The political logic of the outlook is, admittedly, somewhat cold toward fetuses. But I tend to stand for the child's rights upon its emergence into the world. As long as it is inside the mother, it is
her body and
her rights, not some arbitrary assignation to the fetus.
In the long run, it is possible that some theoretic construction might convince me otherwise, but in the meantime we would be opening Pandora's Box and inviting disaster to allow offspring to sue parents for prenatal tort.
____________________
Notes:
° for driving at all — I once had an enjoyable affair with a woman who had a son. One night, driving home, she suddenly needed to urinate. The subsequent conversation included details of pregnancy: "It's not so bad when you don't have a baby kicking your bladder," was how she explained it. So in our hypothetical, the baby gives a kick, the mother is distracted by the imminent possibility of pissing herself, and bang! she rear-ends the car in front of her. We should not drive when we take certain medications, and while there is no guarantee that a given pill will make you drowsy and slow your responses, the advice against driving is a safety measure. In other words, knowing a circumstance is possible ought—in theory—to alter one's habits. Thus, considering the increased chances of random nausea, kicks to the bladder, or even sudden hormonal surges that cause distracting physiological symptoms (hot flashes are not unheard of, for instance), and other possible detriments to one's ability to conduct a vehicle, should a pregnant woman be driving a car at all?
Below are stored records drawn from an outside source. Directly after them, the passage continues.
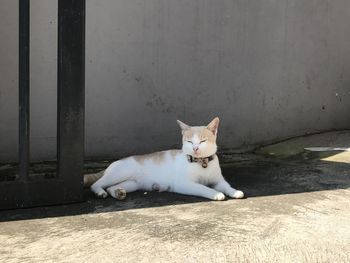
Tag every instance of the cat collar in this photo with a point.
(203, 161)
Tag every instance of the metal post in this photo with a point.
(23, 72)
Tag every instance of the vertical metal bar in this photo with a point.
(23, 73)
(71, 90)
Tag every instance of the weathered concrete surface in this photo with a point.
(269, 69)
(297, 210)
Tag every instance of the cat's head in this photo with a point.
(199, 141)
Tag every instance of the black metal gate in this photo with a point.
(67, 185)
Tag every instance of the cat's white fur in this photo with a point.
(170, 170)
° Graceland in Seattle — In truth, I don't know what it was called at the time. It's been the Off-Ramp (a classic grunge fixture where Pearl Jam, under the name Mookie Blaylock, played their first show), Subzero, Graceland, and El Corazón, at least. I think it was either Subzero or Graceland.
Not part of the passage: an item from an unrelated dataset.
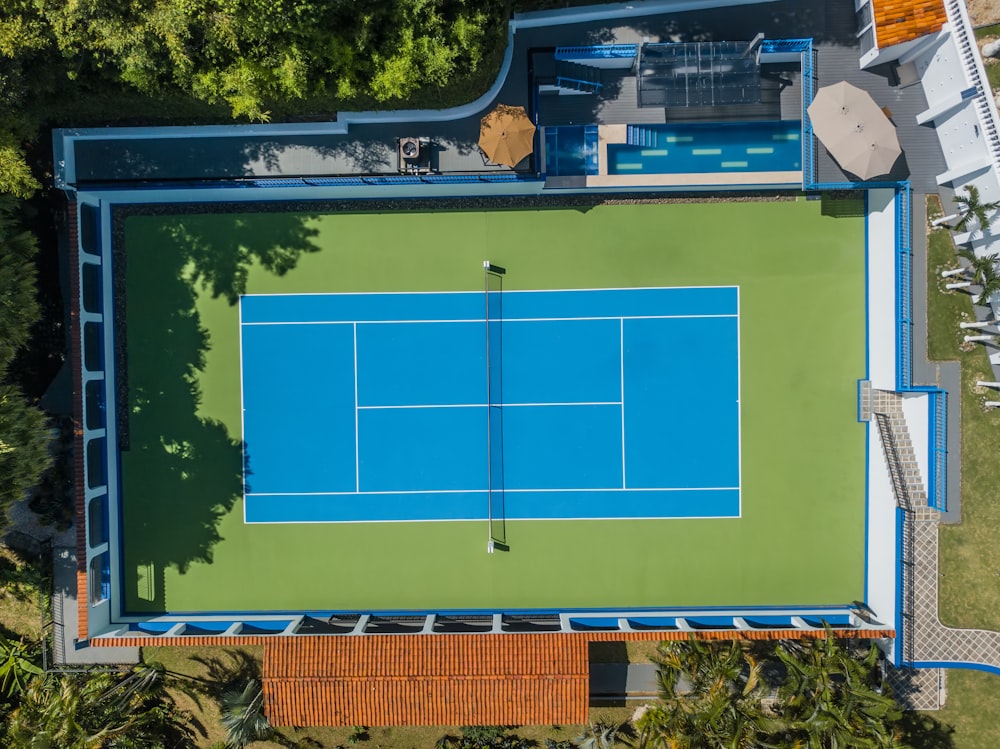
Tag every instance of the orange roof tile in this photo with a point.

° I think that's crazy — Then again, I think high heels are, in general, nuts.
° the possibility that her behavior was driven by aspects of her pregnancy — I have been known to joke that when people asked me how I coped with her mood swings during pregnancy, I shrugged and said, "I'm used to it." And, to a certain degree, that is true. The pattern itself was nothing new, though the magnitude and acuteness was something of a challenge.
° I might have been a lucky one — For instance, I once mediated a domestic violence dispute that started with what both parties claimed was a genuine accident. However, they were quite drunk, and the situation escalated to the point that their eldest son, all of eleven, ran across the street to bang on the door at one in the morning to beg my help. As things settled down, and I let them talk out their frustrations, the couple came back to good nature and related the story that apparently, while pregnant, she once went after her partner with a ten-inch kitchen knife. I never had to put up with that sort of thing during my daughter's gestation.
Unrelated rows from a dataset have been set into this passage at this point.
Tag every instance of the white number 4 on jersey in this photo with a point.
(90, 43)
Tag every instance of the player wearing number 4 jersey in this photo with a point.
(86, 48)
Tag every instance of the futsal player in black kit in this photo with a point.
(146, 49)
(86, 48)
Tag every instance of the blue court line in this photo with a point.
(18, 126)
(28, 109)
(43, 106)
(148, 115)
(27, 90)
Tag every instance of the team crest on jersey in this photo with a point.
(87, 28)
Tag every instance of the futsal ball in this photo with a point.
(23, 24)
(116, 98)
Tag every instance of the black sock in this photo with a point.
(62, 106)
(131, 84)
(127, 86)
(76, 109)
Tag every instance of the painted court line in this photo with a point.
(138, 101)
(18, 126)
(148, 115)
° technically, we're still on the point about lawyers — And we haven't yet considered the possibility of workplace injuries, either. Should a woman continue to work during pregnancy? Should she be held responsible in a tort claim if a workplace accident causes a birth defect? After all, while the employer might be held liable for the accident itself, what of the mother's decision to face the risks of the workplace while pregnant?
A note for Ophiolite:
I'm pretty sure I've written shorter posts than my initial response to the topic, even barring the deliberate and smugly humorous such as my prior reply to your inquiry, contributions to the "Political Cartoons" thread, hostile one-liners, and posts in "The Menagerie". However, I'm not sure where to start looking for them, so it seemed at the time worthwhile to offer a one-word denial. Please forgive my flippancy.